The extra space usage is constant because only a few tracking variables are maintained. The result list is not counted toward auxiliary space complexity because it is required for the output.
Test Cases
sol = Solution()
# Provided examples
assert sol.largeGroupPositions("abbxxxxzzy") == [[3, 6]] # one large group
assert sol.largeGroupPositions("abc") == [] # no large groups
assert sol.largeGroupPositions("abcdddeeeeaabbbcd") == [[3, 5], [6, 9], [12, 14]] # multiple groups
# Boundary cases
assert sol.largeGroupPositions("a") == [] # single character
assert sol.largeGroupPositions("aa") == [] # group smaller than 3
assert sol.largeGroupPositions("aaa") == [[0, 2]] # exact size 3
# Entire string is one large group
assert sol.largeGroupPositions("aaaaa") == [[0, 4]] # whole string
# Large group at beginning
assert sol.largeGroupPositions("aaab") == [[0, 2]] # prefix group
# Large group at end
assert sol.largeGroupPositions("baaa") == [[1, 3]] # suffix group
# Multiple adjacent groups
assert sol.largeGroupPositions("aaabbbccc") == [[0, 2], [3, 5], [6, 8]] # several groups
# Mixed group sizes
assert sol.largeGroupPositions("aabbbccdddd") == [[2, 4], [7, 10]] # mixed valid and invalid groups
# No repeated characters
assert sol.largeGroupPositions("abcdef") == [] # all single-character groups
| Test | Why |
|---|---|
"abbxxxxzzy" |
Validates a single large group |
"abc" |
Ensures no false positives |
"abcdddeeeeaabbbcd" |
Tests multiple large groups |
"a" |
Smallest input size |
"aa" |
Group size below threshold |
"aaa" |
Exact threshold case |
"aaaaa" |
Entire string is one group |
"aaab" |
Large group at start |
"baaa" |
Large group at end |
"aaabbbccc" |
Consecutive large groups |
"aabbbccdddd" |
Mixed group sizes |
"abcdef" |
No repeated characters |
Edge Cases
Entire String Is One Large Group
A common source of bugs occurs when the entire string contains the same character, such as "aaaaa". Since no character change ever occurs, a naive implementation might forget to process the final group. This implementation handles that correctly with an explicit post-loop check, producing [[0,4]].

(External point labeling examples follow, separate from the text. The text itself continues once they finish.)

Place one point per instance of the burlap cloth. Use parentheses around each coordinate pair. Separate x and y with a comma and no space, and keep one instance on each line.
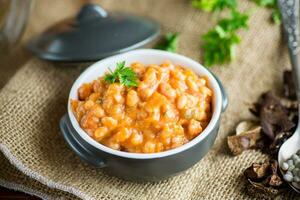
(36,159)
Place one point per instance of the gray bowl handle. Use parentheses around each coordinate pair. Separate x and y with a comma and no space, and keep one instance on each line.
(80,150)
(223,92)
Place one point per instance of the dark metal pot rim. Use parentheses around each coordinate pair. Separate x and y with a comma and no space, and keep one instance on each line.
(148,56)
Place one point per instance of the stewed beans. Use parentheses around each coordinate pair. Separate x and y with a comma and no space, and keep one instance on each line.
(170,106)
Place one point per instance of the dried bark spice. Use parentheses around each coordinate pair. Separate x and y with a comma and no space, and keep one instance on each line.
(264,177)
(251,139)
(289,90)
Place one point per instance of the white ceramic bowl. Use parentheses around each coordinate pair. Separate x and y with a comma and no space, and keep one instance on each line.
(147,56)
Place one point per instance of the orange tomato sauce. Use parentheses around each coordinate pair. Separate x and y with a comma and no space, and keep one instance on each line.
(171,106)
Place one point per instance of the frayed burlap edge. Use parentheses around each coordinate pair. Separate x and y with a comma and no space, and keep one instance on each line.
(20,166)
(23,188)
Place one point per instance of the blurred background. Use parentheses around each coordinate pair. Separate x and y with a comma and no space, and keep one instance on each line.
(21,20)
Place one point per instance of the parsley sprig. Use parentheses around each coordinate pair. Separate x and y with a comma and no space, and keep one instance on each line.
(169,43)
(214,5)
(219,44)
(122,74)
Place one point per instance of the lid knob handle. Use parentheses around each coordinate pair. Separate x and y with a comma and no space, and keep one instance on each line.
(91,11)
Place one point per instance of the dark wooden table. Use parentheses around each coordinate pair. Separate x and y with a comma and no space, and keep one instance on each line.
(6,194)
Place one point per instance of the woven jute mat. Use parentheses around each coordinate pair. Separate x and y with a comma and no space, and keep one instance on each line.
(35,158)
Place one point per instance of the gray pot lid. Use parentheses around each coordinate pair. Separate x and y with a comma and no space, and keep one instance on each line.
(93,34)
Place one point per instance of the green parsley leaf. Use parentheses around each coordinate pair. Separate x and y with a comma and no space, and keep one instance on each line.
(170,42)
(219,44)
(272,4)
(213,5)
(124,75)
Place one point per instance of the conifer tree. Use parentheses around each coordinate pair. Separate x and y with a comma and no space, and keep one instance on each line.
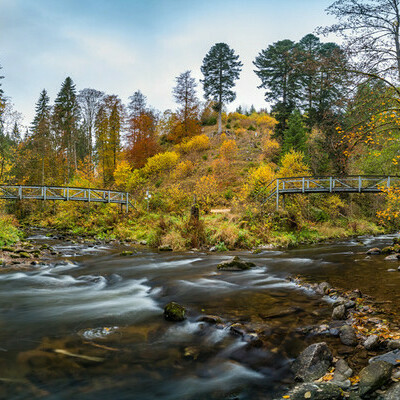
(220,69)
(66,121)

Large Group at the End of the String
Cases like "baaa" are tricky because the last group does not naturally terminate through a character change. Without a final check, the group "aaa" could be missed entirely. The implementation explicitly evaluates the final segment after traversal to avoid this issue.
No Large Groups Exist
Inputs such as "abc" contain only groups of size 1. A careless implementation might accidentally include intervals due to incorrect comparison logic or off-by-one mistakes. This implementation only appends intervals when the group size is at least 3, ensuring an empty list is returned correctly.
Groups Exactly at the Threshold
A group of exactly length 3, such as "aaa", must count as large. Off-by-one errors often occur when using > instead of >=. This implementation explicitly checks >= 3, ensuring threshold cases are handled properly.